4.5. Uit het voorgaande vloeit voort dat de Raad - met vernietiging van de aangevallen uitspraak - het beroep gegrond zal verklaren, het besluit van 20 maart 2008 zal vernietigen, de rechtsgevolgen van het vernietigde besluit in stand zal laten en het Zorgkantoor zal veroordelen tot een schadevergoeding van € 1.000,--.
5. De Raad ziet ten slotte aanleiding het Zorgkantoor te veroordelen in de proceskosten van appellant in beroep en in hoger beroep.
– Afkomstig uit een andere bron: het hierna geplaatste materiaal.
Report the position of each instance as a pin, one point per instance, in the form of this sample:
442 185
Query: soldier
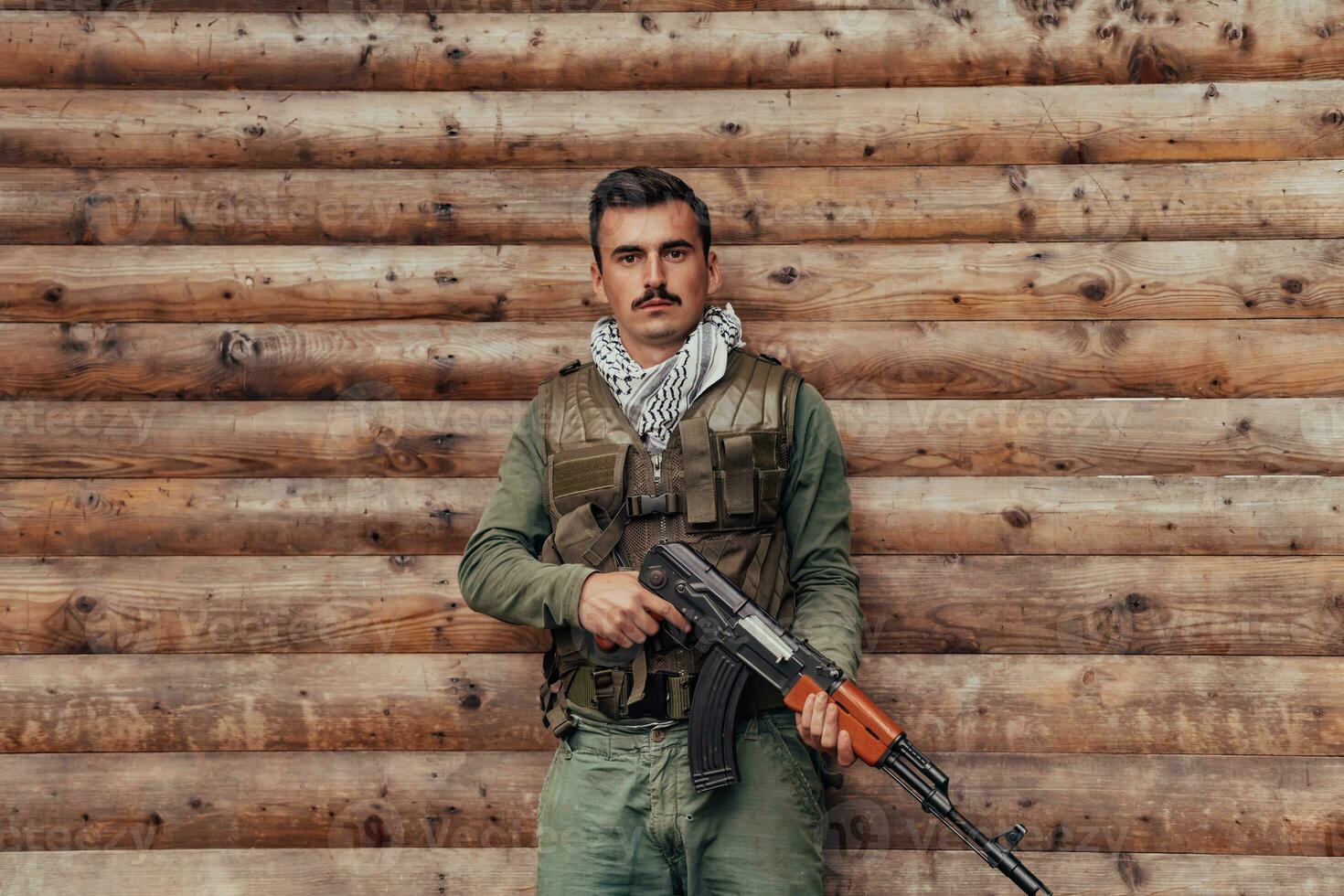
672 432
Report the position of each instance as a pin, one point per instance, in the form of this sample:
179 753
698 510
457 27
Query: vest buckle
646 504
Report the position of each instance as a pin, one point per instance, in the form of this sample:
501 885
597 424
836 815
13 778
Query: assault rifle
740 638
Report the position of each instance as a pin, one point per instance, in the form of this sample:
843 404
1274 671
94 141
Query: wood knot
1094 291
235 348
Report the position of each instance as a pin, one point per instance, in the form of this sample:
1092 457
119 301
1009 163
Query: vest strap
740 475
606 541
648 504
698 469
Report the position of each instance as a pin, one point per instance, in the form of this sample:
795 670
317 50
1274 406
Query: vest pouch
574 534
748 483
588 475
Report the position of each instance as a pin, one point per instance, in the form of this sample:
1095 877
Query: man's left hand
818 726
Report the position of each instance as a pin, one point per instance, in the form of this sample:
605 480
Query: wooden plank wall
279 278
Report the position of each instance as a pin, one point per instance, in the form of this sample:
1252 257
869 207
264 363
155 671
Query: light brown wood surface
1089 804
469 701
391 870
477 129
1187 280
917 46
279 281
760 206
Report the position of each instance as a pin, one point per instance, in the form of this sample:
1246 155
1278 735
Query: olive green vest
720 489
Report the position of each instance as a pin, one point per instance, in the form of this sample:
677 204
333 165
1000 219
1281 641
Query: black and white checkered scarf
655 398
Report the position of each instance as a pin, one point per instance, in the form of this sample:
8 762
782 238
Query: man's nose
654 272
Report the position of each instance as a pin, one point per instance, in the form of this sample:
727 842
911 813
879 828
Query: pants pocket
797 761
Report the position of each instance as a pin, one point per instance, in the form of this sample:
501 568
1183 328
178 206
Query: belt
659 703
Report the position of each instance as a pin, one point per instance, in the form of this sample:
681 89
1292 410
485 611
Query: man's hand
617 609
818 726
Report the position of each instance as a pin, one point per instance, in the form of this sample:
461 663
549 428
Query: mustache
659 293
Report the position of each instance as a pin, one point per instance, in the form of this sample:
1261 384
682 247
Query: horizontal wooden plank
1098 515
1281 806
1101 604
905 437
245 604
869 128
917 46
1230 706
357 435
1194 280
405 360
394 870
912 203
431 515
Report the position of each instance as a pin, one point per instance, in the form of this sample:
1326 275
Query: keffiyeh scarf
655 398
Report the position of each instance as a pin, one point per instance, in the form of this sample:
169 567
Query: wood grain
363 435
406 603
368 870
1221 706
517 129
1189 280
1281 806
413 360
283 516
757 206
925 46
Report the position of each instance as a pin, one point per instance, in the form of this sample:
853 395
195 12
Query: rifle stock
740 638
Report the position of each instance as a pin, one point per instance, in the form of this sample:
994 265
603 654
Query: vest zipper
663 517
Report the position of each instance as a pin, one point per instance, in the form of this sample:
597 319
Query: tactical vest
720 489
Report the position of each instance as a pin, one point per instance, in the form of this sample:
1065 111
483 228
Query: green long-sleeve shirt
500 575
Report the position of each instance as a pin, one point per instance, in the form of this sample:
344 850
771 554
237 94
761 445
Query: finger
664 610
818 715
632 632
805 720
801 715
844 750
831 727
648 623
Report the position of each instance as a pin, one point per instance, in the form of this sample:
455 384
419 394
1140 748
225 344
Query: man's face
655 275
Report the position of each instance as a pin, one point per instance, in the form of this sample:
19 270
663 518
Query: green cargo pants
618 815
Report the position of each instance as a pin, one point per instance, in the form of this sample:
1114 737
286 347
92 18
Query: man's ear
715 280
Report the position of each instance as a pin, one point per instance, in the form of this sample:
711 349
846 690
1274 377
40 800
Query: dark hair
640 187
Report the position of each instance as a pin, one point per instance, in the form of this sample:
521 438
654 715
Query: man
672 432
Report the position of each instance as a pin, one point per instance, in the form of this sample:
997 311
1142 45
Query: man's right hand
620 610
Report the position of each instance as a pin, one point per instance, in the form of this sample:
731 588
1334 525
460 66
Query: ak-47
740 638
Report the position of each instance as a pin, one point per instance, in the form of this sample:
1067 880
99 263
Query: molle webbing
720 486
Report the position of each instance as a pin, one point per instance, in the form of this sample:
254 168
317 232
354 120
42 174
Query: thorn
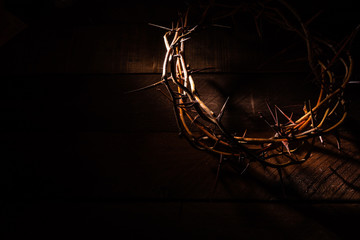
221 113
193 29
272 114
338 142
184 39
289 118
146 87
286 144
321 140
311 115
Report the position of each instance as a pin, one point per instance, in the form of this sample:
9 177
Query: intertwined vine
292 140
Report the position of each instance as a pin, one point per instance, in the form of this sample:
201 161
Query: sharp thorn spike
221 113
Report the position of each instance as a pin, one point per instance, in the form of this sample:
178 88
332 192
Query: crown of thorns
292 140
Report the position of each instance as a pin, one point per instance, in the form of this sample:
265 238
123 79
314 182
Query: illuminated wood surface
80 156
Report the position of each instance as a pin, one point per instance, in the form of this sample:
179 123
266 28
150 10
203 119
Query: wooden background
79 155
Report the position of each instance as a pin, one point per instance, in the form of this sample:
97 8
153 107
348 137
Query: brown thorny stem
203 128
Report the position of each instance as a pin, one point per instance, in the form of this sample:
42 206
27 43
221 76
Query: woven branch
292 142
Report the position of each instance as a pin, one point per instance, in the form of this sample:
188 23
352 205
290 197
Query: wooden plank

Deze kosten worden begroot op € 966,-- in bezwaar, € 322,-- in beroep en op € 322,-- in hoger beroep voor verleende rechtsbijstand, in totaal € 1.610,--. Aan de proceskostenveroordeling voor de bezwaarfase ligt ten grondslag dat de primaire besluiten van 9 augustus 2005 en 18 november 2005 naar aanleiding van de bezwaren van appellant zijn gewijzigd bij de besluiten van 20 juni 2006.
De Centrale Raad van Beroep;
Vernietigt de aangevallen uitspraak;
Verklaart het beroep gegrond:
Vernietigt het besluit van 20 maart 2008;
Bepaalt dat de rechtsgevolgen van het vernietigde besluit geheel in stand blijven;
Veroordeelt het Zorgkantoor tot vergoeding van schade aan appellant ten bedrage van
€ 1.000,--;
Veroordeelt het Zorgkantoor in de proceskosten van appellant in beroep en in hoger beroep tot een bedrag van € 1.610,--;
Bepaalt dat het Zorgkantoor het door appellant in beroep en in hoger beroep betaalde griffierecht van totaal € 149,-- aan hem vergoedt.
Deze uitspraak is gedaan door R.M. van Male als voorzitter en G.T.M. Berkel-Kikkert en J.J.A. Kooijman als leden, in tegenwoordigheid van C. de Blaeij als griffier. De beslissing is uitgesproken in het openbaar op 2 juni 2010.